Cloudflare defaults to blocking artificial intelligence crawlers, shifting to permission-based access

Cloudflare will now block artificial intelligence crawlers from scraping content by default, giving website owners explicit control over who can access and use their work.

Cloudflare announced that, effective July 1, 2025, it is the first internet infrastructure provider to block artificial intelligence crawlers that access content without permission or compensation by default. The move flips the default for new domains toward control: during sign-up, website owners will choose whether to allow artificial intelligence crawlers and how their content may be used. Cloudflare also said crawler operators can now declare the purpose of their bots, such as training, inference, or search, to help publishers make more informed allow or deny decisions.
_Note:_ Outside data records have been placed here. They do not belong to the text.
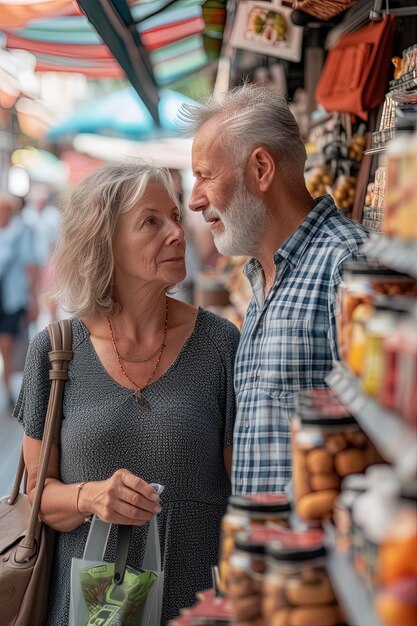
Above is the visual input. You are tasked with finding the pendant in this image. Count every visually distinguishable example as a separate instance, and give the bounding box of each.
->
[133,389,149,407]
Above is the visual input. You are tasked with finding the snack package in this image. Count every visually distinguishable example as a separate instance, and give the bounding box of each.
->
[80,563,157,626]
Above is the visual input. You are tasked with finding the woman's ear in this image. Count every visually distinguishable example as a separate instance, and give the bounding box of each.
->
[247,147,277,192]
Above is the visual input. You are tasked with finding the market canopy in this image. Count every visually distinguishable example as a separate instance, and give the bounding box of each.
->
[0,0,226,122]
[47,87,193,140]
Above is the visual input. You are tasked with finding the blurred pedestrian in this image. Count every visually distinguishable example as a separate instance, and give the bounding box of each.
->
[22,183,61,329]
[0,194,38,409]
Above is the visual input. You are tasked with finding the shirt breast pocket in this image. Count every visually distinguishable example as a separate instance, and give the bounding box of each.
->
[258,320,312,396]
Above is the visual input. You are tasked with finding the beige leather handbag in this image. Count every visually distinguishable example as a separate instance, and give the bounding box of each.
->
[0,320,72,626]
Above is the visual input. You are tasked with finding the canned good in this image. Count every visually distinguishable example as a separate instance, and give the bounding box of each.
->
[337,260,417,374]
[334,474,368,560]
[219,493,291,593]
[292,394,381,521]
[229,526,291,626]
[262,531,345,626]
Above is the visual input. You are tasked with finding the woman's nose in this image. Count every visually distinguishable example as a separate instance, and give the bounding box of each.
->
[168,217,185,243]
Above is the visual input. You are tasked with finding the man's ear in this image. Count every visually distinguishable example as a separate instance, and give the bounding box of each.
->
[247,147,277,192]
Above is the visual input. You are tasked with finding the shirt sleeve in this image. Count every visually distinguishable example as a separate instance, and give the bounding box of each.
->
[222,327,240,448]
[13,329,51,439]
[328,247,365,362]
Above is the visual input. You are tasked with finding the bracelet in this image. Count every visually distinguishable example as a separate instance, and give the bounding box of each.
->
[75,480,93,522]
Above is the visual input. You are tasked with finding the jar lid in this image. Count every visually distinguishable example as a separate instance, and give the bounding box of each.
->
[343,259,412,281]
[266,531,326,562]
[234,526,290,554]
[229,493,291,513]
[341,474,369,493]
[299,405,357,426]
[372,293,416,313]
[400,481,417,503]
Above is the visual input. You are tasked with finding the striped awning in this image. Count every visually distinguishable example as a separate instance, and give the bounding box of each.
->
[0,0,226,86]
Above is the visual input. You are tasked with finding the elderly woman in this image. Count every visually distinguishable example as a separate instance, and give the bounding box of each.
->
[15,163,239,626]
The company argues the traditional web value exchange has broken down as artificial intelligence systems generate answers without referring users back to source sites, depriving creators of traffic and revenue. Cloudflare’s CEO Matthew Prince said the goal is to return control to publishers while enabling responsible innovation, framing the shift as part of building a new economic model for the web. Executives from major publishers and platforms, including Condé Nast, Dotdash Meredith, Gannett Media, Pinterest, Reddit, and Ziff Davis, voiced support for stronger guardrails and compensation frameworks for original content.
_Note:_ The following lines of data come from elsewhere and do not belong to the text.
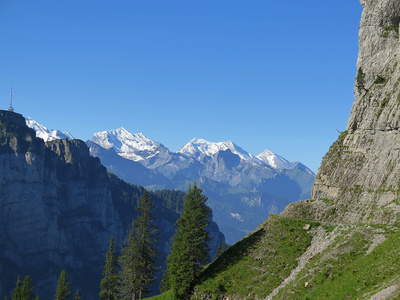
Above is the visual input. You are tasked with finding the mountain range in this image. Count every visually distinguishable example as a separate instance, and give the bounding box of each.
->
[0,110,225,299]
[27,118,315,244]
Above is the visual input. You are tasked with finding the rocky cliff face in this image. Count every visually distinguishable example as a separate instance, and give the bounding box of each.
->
[188,0,400,299]
[287,0,400,223]
[0,111,224,299]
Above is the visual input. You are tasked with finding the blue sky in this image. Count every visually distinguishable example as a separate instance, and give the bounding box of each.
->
[0,0,361,172]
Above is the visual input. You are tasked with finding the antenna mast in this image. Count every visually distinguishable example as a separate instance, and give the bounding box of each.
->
[8,86,14,111]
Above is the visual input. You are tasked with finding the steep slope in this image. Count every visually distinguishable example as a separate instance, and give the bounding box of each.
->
[152,0,400,300]
[25,117,74,142]
[282,0,400,224]
[0,111,224,299]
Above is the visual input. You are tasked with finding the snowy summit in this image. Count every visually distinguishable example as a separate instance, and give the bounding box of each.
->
[25,117,74,142]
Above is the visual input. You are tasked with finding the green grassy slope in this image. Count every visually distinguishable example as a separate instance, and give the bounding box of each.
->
[148,215,400,300]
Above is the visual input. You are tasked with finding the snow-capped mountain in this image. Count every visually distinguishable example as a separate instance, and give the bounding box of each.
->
[257,150,296,169]
[25,117,74,142]
[178,138,261,164]
[91,127,167,161]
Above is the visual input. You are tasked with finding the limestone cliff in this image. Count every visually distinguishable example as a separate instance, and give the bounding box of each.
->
[188,0,400,300]
[284,0,400,224]
[0,111,223,299]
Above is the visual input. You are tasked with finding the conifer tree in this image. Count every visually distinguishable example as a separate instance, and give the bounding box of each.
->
[99,237,119,300]
[74,290,81,300]
[55,270,71,300]
[162,183,211,299]
[11,275,21,300]
[120,190,158,299]
[21,275,35,300]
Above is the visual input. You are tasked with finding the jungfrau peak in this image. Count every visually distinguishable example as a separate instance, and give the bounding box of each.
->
[92,127,164,161]
[178,138,260,164]
[284,0,400,224]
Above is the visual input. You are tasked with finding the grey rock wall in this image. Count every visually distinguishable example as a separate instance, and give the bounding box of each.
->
[0,113,224,299]
[284,0,400,223]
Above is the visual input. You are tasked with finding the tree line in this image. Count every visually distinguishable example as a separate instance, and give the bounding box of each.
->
[6,183,216,300]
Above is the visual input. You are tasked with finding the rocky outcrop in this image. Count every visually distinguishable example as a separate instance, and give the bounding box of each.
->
[286,0,400,223]
[0,111,224,299]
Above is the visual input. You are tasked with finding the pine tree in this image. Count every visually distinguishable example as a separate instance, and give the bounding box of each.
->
[21,275,35,300]
[99,237,119,300]
[74,290,81,300]
[11,275,22,300]
[56,270,71,300]
[120,190,158,299]
[162,183,211,299]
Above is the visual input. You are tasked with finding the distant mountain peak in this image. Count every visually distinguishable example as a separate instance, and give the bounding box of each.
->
[178,138,261,164]
[257,150,294,169]
[91,127,165,161]
[25,117,74,142]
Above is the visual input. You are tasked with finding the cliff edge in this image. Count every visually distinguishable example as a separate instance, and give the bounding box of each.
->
[283,0,400,224]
Cloudflare, which says it helps manage and protect traffic for 20 percent of the web and handles trillions of requests daily, has been escalating its controls. In September 2024, it added a single-click option to block artificial intelligence crawlers, a feature chosen by more than one million customers. Now, the company is enforcing a permission-based model that requires explicit approval before scraping, with a default “off” stance for new domains and simple settings to enable crawling later. Cloudflare is also advancing bot transparency, proposing new mechanisms for artificial intelligence bots to authenticate themselves and participating in a protocol to standardize bot identification.

Industry groups and publishers broadly welcomed the change, framing it as a pathway to fair value exchange and sustainable innovation. The release cites support from organizations across media and technology, including the Associated Press, the Atlantic, TIME, Universal Music Group, Stack Overflow, and Webflow. Cloudflare is also pointing to complementary efforts and tooling, such as managed robots controls, cryptographic bot verification within its Verified Bots Program, and a Pay Per Crawl beta that would allow content owners to charge artificial intelligence crawlers for access. Together, these moves aim to establish a more transparent, permission-based ecosystem where creators can protect, monetize, and selectively share their work.